Other bargains that Collins regularly seeks out at her store include:

Produce marked down to half price because of discoloration or mottled appearance. Such choices one day last week incluced a bag of squash for 59 cents and a package of pears for 69 cents.

Canned goods and miscellaneous groceries marked down to half price because of slight damage to the container. The 15 items included a can of green beans that had been reduced from 45 to 23 cents because of some minor dents. A 5-pound sack of flour had been marked down for $1,59 to 80 cents because of a rip.

Bread and baked goods marked down to half price because they are past the sell date. The display filled two shopping carts and included a range of products, from whole wheat bread to jelly-filled donuts.

Ann Johnson, manager of the Silver Spring Safeway at 9440 Georgia Ave. NW has learned to expect a small rush of bargain hunters when her store opens at 8 a.m. "There are four or five regulars, including one elderly man who comes to see what meat we have marked down. This morning he bought four packages, including two ground beef," Johnson said.
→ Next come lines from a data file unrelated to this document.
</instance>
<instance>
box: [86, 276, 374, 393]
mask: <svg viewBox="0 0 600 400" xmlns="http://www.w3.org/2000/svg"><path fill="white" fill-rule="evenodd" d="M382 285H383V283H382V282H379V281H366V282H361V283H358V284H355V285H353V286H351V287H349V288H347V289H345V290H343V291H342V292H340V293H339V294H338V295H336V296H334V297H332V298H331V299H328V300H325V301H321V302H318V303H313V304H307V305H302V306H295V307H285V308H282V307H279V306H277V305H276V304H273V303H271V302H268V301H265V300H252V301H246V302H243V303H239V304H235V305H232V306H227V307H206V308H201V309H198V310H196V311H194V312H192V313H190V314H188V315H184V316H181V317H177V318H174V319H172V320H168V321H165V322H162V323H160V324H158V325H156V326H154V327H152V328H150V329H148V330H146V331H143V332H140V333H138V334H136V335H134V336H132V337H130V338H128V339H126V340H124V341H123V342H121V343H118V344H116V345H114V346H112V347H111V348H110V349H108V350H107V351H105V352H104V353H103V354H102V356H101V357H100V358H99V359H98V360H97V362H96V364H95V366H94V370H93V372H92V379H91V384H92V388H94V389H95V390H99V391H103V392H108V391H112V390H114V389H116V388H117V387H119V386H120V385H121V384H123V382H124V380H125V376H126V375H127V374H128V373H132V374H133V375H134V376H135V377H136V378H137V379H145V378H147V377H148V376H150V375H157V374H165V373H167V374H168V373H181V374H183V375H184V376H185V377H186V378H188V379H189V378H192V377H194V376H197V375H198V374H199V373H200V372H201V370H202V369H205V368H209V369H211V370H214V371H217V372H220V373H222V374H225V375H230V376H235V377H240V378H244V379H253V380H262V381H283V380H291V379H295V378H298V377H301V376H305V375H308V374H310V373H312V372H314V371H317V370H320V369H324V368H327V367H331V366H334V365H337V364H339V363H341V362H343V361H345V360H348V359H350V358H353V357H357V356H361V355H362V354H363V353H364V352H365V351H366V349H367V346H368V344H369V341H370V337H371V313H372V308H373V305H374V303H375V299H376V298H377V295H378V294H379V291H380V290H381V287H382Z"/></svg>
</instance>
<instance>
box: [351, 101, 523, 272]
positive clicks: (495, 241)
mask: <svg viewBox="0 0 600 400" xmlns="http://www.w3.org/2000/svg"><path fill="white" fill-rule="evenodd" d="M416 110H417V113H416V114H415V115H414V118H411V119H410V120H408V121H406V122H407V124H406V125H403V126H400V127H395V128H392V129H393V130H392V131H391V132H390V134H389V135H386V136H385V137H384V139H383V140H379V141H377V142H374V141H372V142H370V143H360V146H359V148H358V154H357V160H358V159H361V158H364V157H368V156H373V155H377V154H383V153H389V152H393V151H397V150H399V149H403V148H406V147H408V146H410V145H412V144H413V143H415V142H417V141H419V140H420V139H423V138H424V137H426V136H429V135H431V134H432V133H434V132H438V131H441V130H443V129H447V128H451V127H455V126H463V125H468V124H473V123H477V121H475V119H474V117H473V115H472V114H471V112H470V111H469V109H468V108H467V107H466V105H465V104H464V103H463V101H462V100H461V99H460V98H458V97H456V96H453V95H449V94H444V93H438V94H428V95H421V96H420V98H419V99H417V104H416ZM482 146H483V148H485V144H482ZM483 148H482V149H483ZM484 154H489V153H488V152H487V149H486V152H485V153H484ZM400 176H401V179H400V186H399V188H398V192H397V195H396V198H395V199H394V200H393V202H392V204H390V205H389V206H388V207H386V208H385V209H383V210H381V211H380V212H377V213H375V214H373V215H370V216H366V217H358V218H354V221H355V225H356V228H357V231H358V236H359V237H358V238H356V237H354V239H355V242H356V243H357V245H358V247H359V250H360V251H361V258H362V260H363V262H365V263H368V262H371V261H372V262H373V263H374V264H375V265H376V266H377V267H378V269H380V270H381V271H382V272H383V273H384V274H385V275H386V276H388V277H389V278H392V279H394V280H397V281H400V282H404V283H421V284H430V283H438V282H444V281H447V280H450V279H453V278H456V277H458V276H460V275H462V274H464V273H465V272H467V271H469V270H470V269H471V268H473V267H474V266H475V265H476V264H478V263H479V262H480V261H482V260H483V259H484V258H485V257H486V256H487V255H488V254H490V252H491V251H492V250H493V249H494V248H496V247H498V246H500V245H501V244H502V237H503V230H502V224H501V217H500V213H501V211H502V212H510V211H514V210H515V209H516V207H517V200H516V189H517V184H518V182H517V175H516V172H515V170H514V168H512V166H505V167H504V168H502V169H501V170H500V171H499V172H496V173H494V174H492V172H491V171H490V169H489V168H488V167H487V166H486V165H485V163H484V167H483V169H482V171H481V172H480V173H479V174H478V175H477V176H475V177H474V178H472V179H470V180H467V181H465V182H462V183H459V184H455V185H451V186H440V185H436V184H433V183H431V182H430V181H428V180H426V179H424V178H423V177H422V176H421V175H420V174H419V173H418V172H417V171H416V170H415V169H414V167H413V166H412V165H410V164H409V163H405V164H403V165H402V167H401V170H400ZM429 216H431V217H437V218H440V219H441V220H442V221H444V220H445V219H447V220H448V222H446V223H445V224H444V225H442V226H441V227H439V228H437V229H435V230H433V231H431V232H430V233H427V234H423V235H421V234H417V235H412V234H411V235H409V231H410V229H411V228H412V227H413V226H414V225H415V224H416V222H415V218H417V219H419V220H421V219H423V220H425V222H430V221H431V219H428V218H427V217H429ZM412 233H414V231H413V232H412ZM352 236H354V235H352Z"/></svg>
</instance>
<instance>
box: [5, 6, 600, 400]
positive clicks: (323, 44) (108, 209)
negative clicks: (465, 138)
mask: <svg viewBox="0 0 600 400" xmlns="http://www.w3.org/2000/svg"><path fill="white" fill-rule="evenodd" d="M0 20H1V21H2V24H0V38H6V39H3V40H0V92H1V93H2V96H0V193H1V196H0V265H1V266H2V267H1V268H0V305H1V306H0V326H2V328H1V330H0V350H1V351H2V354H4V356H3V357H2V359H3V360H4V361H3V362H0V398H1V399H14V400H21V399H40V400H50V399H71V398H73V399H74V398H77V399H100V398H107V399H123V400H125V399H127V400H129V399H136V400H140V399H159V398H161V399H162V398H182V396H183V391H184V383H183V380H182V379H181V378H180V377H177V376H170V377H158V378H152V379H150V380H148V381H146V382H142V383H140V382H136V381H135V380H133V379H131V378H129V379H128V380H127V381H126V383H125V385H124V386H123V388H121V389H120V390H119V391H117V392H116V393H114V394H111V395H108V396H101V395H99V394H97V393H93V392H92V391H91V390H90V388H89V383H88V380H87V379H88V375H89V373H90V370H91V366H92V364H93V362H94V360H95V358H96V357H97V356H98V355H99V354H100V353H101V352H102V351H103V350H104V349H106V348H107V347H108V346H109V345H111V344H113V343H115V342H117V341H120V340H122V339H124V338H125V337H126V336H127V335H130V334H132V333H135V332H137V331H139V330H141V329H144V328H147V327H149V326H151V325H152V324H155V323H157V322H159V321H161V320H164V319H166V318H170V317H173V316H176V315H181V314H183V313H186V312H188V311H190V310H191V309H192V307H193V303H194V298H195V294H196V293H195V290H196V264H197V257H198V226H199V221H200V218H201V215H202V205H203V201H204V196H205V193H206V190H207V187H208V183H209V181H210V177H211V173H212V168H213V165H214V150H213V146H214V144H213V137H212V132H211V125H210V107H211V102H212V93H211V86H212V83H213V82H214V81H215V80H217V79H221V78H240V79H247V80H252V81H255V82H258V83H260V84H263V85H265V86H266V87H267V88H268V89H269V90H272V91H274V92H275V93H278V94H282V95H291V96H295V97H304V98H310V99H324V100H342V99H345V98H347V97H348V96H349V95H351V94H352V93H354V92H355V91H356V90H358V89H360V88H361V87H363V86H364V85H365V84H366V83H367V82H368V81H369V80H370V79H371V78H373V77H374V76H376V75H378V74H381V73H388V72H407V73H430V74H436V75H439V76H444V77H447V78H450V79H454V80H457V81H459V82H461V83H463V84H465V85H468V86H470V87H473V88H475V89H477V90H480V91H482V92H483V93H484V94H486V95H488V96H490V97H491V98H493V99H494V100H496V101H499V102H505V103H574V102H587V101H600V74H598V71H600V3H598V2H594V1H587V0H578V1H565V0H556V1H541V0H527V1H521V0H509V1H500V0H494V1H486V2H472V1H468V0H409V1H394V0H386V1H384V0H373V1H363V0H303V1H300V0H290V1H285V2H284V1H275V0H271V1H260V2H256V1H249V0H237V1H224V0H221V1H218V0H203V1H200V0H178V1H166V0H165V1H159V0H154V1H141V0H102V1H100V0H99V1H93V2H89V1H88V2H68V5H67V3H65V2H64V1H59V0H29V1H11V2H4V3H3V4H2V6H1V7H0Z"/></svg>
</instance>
Some reduced-price foods are available every day at Johnson's store, but she said that usually there are more on Mondays and Wednesdays and fewer on Thursdays.

Bargain buys also are available late in the day at supermarkets outfitted with delicatessens or bakeries. Fried chicken, barbecued pork chops and other foods prepared in the store early in the morning generally must sell that day or be thrown out. So if the foods haven't been sold by about 8 p.m., the store may reduce the price.

Salads and desserts in the deli case also usually are marked down for quick sale when they are approaching the end of their shelf life.

According to surveys by the Food Marketing Institute, a trade group of retail stores, the average U.S. supermarket sells about $100,000 a week worth of merchandise.

Those sales are based on the supermarketing system, in which foods commonly are transported from the company warehouse to the supermarket. Once the goods are in the supermarket, it is up to the store management to dispose of them as profitably as possible. The overwhelming majority are sold at regular prices.

In some cases, when the food products are not sold, the store can get full credit by returning them to the supplier. Pepperidge Farms, for example, picks up any unsold merchandise from stores. So does Pepsi Cola. But companies that do this represent less than 10 percent of a supermarket's inventory of food products.

The other 90 percent must be sold. In a few cases -- less than 1 percent of the total sales, according to some estimates -- unsold food is offered at reduced prices or dumped.

Because of the cost of transportation, chains generally never take foods from the supermarket back to the warehouse. "It just doesn't pay to do that," Johnson said.

Safeway, like some other local food stores, also contributed some unsold products to nonprofit organizations. This month, the chain has given 3,800 pounds of food to the Capital Area Community Food Bank, which serves as a clearinghouse and distributes as a clearinghouse and distributes food to 104 charities in the Washington area.

Some foods are more likely to be dumped than others.

Milk, for example, generally has a shelf life of about one week. If the warehouse computer mistakenly sends too much milk to a supermarket, the unsold cartons and jugs may end up being thrown away.

Produce has an even shorter life.

"Sometimes, with lettuce, we can recrisp it and sell it the next day," said Johnson. But when the fresh fruits and vegatables reach a certain point, they are tossed into the garbage disposal in the back of the store.

And the meat that nobody will buy even at the specially reduced prices?

"It goes into the meat bin with the meat trimmings to be picked up by the bone and fat company," Johnson said. "I don't know what they do with it -- maybe make dog food."